Pascal Boutreau – La finale Coupe du Monde de Las Vegas a été annulée, le concours de La Baule, prévu le week-end du 16 au 17 mai, lui aussi, quant au rendez-vous tant attendu d'Aix-La-Chapelle en Allemagne, il est reporté à une date inconnue pour l'instant. Le concours complet démarre sa saison en général plus tard, cette discipline est moins impactée pour l'instant, mais d'ores et déjà, on peut dire que le gros morceau de Badminton (prévu du 6 au 10 mai) n'aura pas lieu. Pour de nombreux concours, en dehors de l'aspect sanitaire, il y a aussi le retrait des partenaires financiers qui contraignent à l'annulation.
Equidia – Justement, comment envisage-t-on la reprise dans le milieu ?
Pascal Boutreau – La grande difficulté pour les cavaliers sera de remettre à niveau leurs montures, les parcours de ce niveau étant très exigeants. D'habitude, il y a une montée en puissance pour arriver à un tel niveau. Mais selon moi, il y d'autres très grosses incertitudes. Tout d'abord, après le confinement, y aura-t-il des restrictions de déplacement à travers le monde ? Et puis, si le huis clos était imposé, les sponsors, et l'un des plus gros d'entre eux Longines, accepteront-ils de contribuer financièrement à des événements sans public. Il va de soi qu'en terme d'images ce n'est pas extraordinaire. En plus de ça, les sponsors, publics ou privés, eux aussi durement touchés financièrement par la crise, continueront-ils à accompagner ce sport. Sans sponsor, cela pourrait devenir très difficile. C'est une très grosse inquiétude, notamment pour les petits concours.

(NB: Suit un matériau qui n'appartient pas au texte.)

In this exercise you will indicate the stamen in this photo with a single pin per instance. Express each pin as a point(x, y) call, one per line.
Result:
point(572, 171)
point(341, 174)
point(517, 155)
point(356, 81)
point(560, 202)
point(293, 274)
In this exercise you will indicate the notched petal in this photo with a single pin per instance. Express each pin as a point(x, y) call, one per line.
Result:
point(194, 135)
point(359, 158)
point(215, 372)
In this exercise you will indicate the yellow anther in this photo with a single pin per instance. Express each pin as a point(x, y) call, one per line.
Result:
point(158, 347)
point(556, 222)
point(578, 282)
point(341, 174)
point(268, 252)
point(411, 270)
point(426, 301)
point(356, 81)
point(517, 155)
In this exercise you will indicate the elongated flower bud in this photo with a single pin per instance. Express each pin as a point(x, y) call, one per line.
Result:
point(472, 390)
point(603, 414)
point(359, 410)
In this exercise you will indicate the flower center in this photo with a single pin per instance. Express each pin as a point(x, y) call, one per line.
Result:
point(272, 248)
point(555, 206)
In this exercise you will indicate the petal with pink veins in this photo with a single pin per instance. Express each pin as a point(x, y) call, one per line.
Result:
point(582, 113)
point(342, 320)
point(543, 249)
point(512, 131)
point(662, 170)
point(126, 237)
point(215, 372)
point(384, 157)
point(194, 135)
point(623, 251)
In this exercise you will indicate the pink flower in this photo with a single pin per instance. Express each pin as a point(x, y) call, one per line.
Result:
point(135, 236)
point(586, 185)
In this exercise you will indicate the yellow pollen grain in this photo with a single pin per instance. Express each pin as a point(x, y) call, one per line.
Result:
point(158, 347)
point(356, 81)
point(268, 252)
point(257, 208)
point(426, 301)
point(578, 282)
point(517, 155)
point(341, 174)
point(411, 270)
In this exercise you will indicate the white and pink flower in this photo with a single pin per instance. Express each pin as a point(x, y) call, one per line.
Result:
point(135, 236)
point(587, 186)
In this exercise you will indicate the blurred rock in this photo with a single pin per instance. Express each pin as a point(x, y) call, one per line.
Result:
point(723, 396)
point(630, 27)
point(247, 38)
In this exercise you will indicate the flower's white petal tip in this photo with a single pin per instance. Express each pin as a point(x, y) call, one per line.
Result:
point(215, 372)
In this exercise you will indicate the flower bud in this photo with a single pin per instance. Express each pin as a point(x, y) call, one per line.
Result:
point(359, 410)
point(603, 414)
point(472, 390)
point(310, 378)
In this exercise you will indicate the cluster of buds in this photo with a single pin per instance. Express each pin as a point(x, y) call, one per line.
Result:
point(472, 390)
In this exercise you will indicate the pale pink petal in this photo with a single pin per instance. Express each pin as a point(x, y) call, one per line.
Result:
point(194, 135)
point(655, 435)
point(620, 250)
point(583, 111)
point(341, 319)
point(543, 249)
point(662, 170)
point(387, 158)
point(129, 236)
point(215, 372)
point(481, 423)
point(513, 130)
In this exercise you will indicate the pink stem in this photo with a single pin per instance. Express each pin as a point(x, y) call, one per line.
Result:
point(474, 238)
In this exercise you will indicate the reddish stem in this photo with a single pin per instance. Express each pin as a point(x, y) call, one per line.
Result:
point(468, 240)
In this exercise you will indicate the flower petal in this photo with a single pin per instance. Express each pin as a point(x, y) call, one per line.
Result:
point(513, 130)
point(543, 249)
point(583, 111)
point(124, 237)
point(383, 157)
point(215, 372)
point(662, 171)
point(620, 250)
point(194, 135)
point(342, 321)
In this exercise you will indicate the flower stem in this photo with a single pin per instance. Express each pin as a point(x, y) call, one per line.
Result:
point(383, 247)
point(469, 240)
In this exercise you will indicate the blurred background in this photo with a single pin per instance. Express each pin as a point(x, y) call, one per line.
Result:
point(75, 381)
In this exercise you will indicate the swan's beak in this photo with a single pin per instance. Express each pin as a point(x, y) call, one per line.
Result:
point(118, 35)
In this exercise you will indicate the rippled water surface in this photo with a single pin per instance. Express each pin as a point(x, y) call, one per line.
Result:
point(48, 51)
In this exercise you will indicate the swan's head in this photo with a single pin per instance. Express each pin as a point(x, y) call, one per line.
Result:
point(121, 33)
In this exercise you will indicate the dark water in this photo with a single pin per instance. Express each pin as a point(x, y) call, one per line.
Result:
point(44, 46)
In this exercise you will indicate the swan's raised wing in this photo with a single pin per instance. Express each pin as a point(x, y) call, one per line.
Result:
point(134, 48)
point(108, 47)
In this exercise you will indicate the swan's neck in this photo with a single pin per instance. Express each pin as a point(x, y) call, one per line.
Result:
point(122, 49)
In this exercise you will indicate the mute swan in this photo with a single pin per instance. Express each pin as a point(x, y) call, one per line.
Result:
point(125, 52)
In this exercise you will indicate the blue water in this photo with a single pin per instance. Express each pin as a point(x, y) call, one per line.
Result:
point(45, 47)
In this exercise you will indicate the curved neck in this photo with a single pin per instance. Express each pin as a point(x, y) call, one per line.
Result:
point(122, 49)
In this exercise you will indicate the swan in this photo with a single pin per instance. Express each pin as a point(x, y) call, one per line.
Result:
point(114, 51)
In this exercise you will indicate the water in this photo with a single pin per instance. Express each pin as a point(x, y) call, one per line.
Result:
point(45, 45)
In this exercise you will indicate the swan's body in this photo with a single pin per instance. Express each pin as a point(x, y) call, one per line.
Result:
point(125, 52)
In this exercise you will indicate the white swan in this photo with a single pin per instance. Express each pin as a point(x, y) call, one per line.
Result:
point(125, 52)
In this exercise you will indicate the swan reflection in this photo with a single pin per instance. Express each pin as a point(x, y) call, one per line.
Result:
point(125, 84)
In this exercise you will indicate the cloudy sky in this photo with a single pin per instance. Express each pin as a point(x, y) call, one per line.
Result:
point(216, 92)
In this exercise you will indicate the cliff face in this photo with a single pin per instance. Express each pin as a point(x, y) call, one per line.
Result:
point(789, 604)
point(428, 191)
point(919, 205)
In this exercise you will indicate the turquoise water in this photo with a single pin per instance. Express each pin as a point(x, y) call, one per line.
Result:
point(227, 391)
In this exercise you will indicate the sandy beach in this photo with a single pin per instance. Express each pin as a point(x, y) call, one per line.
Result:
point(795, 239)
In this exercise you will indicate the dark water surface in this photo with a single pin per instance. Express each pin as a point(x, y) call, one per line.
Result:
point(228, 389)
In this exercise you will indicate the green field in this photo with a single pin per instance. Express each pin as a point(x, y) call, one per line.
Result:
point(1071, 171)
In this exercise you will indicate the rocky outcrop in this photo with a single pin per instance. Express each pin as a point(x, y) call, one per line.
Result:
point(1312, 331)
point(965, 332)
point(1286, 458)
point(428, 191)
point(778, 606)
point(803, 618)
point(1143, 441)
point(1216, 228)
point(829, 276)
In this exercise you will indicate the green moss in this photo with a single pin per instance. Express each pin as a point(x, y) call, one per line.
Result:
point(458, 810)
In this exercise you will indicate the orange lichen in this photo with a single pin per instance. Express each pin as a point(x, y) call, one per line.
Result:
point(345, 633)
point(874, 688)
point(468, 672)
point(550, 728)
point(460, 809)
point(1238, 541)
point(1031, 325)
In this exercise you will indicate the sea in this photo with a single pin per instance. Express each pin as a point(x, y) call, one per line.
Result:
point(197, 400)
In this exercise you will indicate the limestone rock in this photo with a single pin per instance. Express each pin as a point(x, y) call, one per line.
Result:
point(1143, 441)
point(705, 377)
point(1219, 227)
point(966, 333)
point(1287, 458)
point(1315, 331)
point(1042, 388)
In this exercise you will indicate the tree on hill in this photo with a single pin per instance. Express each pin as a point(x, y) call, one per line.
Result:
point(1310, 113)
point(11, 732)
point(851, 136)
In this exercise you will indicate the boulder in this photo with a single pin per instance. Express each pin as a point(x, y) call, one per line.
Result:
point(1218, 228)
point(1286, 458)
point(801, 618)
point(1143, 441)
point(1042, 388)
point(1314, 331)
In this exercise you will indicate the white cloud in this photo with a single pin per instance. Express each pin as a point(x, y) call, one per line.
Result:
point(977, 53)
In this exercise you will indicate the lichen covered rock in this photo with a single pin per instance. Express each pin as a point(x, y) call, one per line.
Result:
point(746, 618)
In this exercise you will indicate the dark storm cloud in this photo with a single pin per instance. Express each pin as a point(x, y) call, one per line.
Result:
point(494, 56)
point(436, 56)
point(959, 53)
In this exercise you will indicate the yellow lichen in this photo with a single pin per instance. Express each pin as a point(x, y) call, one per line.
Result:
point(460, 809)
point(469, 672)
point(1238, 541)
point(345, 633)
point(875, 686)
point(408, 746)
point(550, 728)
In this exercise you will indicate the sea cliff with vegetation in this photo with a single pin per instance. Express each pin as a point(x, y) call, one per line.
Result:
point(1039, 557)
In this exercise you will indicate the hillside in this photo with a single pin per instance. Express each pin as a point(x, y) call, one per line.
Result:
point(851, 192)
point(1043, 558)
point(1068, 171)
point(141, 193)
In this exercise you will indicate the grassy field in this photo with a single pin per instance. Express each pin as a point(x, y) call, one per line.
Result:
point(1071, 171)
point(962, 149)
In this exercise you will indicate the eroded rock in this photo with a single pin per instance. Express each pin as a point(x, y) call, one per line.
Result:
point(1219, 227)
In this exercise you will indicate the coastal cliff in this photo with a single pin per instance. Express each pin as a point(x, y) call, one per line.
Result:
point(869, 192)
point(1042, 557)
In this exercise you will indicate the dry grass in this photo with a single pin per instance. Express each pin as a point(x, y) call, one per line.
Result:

Equidia - Les Jeux Olympiques ont été reportés en 2021. Quelles sont les conséquences de cette décision pour l'équipe olympique française ?
Pascal Boutreau – Les pays qualifiés étaient déjà connus, et l'équipe française en faisait partie. Les qualifications sont acquises pour 2021. En revanche, on ne connaissait pas encore la composition des équipes. Ca ne change donc pas grand chose. Cela dit, les cavaliers qui comptaient sur des chevaux un peu vieillissants devront les faire tenir un an de plus, a contrario ceux qui ont des chevaux un peu tendres, comme Kevin Staut ou Pénélope Leprevost, ça peut les arranger.
Nous avons également fait le point avec Kamel Boudra, qui nous a fait vivre avec passion les disciplines équestres des années durant sur Equidia, et qui exerce désormais son talent sur RMC Sport.
Equidia - Kamel, as tu des informations complémentaires de ton côté sur la reprise des concours ?
Kamel Boudra - Tout est encore extrêmement flou mais de ce que je sais, les compétitions nationales, et je dis bien nationales c'est à dire opposant des cavaliers français sur le sol français, pourraient reprendre en juin, en ce qui concerne les compétitions internationales cela ne se ferait pas avant septembre.
Equidia– Qu'en est-il de la santé des cavaliers, et cavalières ?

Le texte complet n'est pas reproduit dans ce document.